Bij het AD hadden vrouwen voor één dag alle touwtjes in handen

In het kader van Internationale Vrouwendag vandaag, vrijdag 8 maart, besloot het Algemeen Dagblad de kaarten opnieuw te schudden. Voor één dag werd de krant gemaakt door (bijna) alleen maar vrouwen.
“Een leuk idee”, dachten adjunct-hoofdredacteur Rennie Rijpma en chef Magazine Anniek van den Brand. Waarom zou je de krant niet een keer laten maken door alleen maar vrouwen, met Internationale Vrouwendag als haakje? De krant is immers niet perfect. Wil ze zelf nog wel eens andere bedrijven de maat nemen als het aantal vrouwen aan de top achterblijft, in eigen gelederen is 36 procent vrouw, en onder chefs is dit percentage lager. Op de regionale redacties loopt het aandeel vrouwen uiteen van 17 tot 50 procent vrouw.
“Is dat erg? Ik weet het niet, maar het is wel interessant om te kijken wat er gebeurt als je dat eens doorbreekt”, vertelt Rijpma, op deze dag hoofdredacteur én chef Sportwereld. “Je ziet wel meteen waar het lastig is: bij de sport werkt bijvoorbeeld maar één vrouw en die is vandaag in Amerika voor de World Cup schaatsen. Er werken veel meer vrouwen in de journalistiek dan twintig jaar geleden, maar je ziet bijvoorbeeld dat de portefeuilles gezondheidszorg en onderwijs vaak door vrouwen worden gedaan en defensie en misdaad door mannen.”

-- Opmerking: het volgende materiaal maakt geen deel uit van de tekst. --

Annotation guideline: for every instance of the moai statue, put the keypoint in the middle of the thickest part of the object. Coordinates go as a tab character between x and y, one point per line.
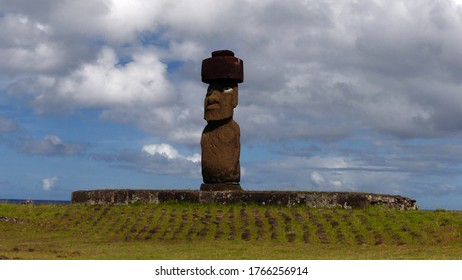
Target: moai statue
220	140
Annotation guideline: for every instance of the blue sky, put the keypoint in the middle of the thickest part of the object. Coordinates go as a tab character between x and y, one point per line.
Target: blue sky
337	96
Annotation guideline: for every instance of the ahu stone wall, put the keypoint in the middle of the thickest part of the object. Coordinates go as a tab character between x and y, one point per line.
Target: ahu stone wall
283	198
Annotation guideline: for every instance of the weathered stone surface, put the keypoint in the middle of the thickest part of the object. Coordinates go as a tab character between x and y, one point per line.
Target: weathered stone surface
220	141
220	152
222	65
282	198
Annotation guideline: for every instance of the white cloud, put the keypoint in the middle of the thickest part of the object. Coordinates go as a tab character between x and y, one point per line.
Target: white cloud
50	145
49	183
105	83
167	151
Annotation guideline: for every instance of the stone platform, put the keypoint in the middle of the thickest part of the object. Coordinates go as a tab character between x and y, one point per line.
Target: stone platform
282	198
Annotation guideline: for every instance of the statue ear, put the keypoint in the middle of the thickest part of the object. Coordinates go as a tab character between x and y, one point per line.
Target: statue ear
235	96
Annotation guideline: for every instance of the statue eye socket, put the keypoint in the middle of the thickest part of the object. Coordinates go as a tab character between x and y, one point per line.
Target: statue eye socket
227	89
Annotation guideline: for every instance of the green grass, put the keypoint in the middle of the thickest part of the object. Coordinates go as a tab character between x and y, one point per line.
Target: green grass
195	231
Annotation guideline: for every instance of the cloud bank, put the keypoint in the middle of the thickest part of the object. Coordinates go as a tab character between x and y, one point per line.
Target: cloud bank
374	86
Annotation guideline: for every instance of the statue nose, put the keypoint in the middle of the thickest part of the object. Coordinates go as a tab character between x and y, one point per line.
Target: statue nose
213	98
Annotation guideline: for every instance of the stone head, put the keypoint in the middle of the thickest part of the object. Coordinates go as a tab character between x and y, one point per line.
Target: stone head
222	72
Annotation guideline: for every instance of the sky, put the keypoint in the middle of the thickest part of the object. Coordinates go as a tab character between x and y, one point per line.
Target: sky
361	95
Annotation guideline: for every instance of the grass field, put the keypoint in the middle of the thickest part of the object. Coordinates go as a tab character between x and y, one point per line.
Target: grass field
195	231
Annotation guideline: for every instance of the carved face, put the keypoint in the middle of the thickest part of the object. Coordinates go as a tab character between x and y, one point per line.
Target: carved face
220	101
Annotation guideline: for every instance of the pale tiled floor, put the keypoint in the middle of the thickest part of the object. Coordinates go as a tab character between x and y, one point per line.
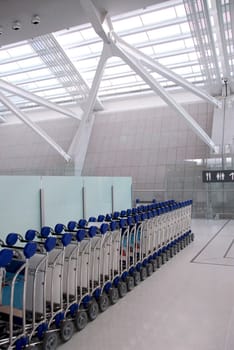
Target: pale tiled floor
183	306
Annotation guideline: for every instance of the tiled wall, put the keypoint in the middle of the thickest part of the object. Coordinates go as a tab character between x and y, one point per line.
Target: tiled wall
151	145
23	152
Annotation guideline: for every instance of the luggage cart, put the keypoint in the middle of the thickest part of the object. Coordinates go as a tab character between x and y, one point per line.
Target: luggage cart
36	315
13	307
117	288
88	302
54	289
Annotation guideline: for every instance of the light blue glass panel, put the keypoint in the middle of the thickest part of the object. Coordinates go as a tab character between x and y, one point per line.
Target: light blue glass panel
97	196
62	199
19	204
122	193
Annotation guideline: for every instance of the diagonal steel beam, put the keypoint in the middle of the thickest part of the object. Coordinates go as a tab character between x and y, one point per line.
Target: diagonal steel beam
34	127
37	99
79	144
97	18
166	72
145	75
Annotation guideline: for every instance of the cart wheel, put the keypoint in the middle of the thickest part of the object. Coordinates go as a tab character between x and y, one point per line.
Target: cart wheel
113	295
66	330
81	320
154	264
93	310
103	302
33	347
149	269
122	287
143	273
137	277
130	283
50	341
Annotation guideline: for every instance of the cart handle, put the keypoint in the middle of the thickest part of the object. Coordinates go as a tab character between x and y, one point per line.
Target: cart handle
6	256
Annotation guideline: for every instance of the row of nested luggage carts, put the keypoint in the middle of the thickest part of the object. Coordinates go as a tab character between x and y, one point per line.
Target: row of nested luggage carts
54	281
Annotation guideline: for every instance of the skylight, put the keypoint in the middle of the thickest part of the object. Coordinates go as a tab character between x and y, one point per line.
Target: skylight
161	31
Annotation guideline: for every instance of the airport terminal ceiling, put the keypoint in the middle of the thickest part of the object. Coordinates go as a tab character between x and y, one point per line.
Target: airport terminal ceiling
192	38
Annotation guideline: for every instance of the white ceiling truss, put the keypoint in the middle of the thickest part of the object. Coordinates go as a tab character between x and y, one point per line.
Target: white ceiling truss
173	44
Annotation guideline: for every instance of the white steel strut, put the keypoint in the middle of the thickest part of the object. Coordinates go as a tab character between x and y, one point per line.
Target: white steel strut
139	62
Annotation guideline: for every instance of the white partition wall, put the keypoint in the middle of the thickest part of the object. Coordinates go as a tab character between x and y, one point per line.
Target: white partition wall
62	199
97	196
122	194
29	202
19	204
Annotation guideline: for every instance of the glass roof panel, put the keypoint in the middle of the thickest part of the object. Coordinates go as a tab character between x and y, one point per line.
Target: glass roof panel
21	50
158	16
127	24
164	32
161	31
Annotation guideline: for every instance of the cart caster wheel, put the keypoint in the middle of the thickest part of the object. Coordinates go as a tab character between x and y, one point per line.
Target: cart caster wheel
122	287
143	273
137	278
81	320
34	347
66	330
114	295
159	262
154	264
130	283
50	341
93	310
103	302
149	269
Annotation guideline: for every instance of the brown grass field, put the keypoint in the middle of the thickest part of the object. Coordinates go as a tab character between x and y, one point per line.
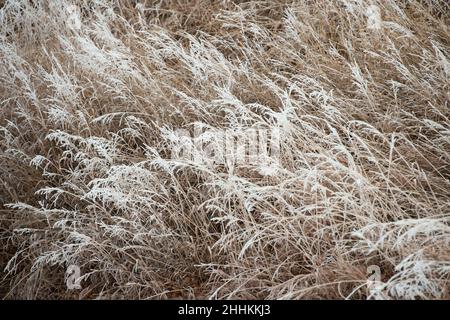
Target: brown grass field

Of dat ook invloed heeft op de inhoud van de krant, is gissen. “De eerste vraag was: brengen we dan ook alleen vrouwen in de krant? Nee, dat zou tegen mijn journalistieke gevoel indruisen. Als Trump iets geks zou doen, dan wil je wel gewoon Trump in de krant”, vindt Rijpma. “Kijk naar sport. Sportwereld begint vaak met voetbal. Dat is nu niet zo, maar dat is de actualiteit. Er is even niet zoveel te melden over voetbal, terwijl het WK shorttrack begint. Een ander had die keuze waarschijnlijk ook gemaakt. Maar we hebben wel een verhaal over vrouwen in de voetbalwereld. Duitsland heeft een vrouwelijke scheidsrechter die belangrijke wedstrijden fluit, de BBC in Engeland heeft een vrouwelijke voetbalanalist, loopt Nederland hierin achter? Zo’n verhaal kan je waarschijnlijk wel alleen vandaag maken.”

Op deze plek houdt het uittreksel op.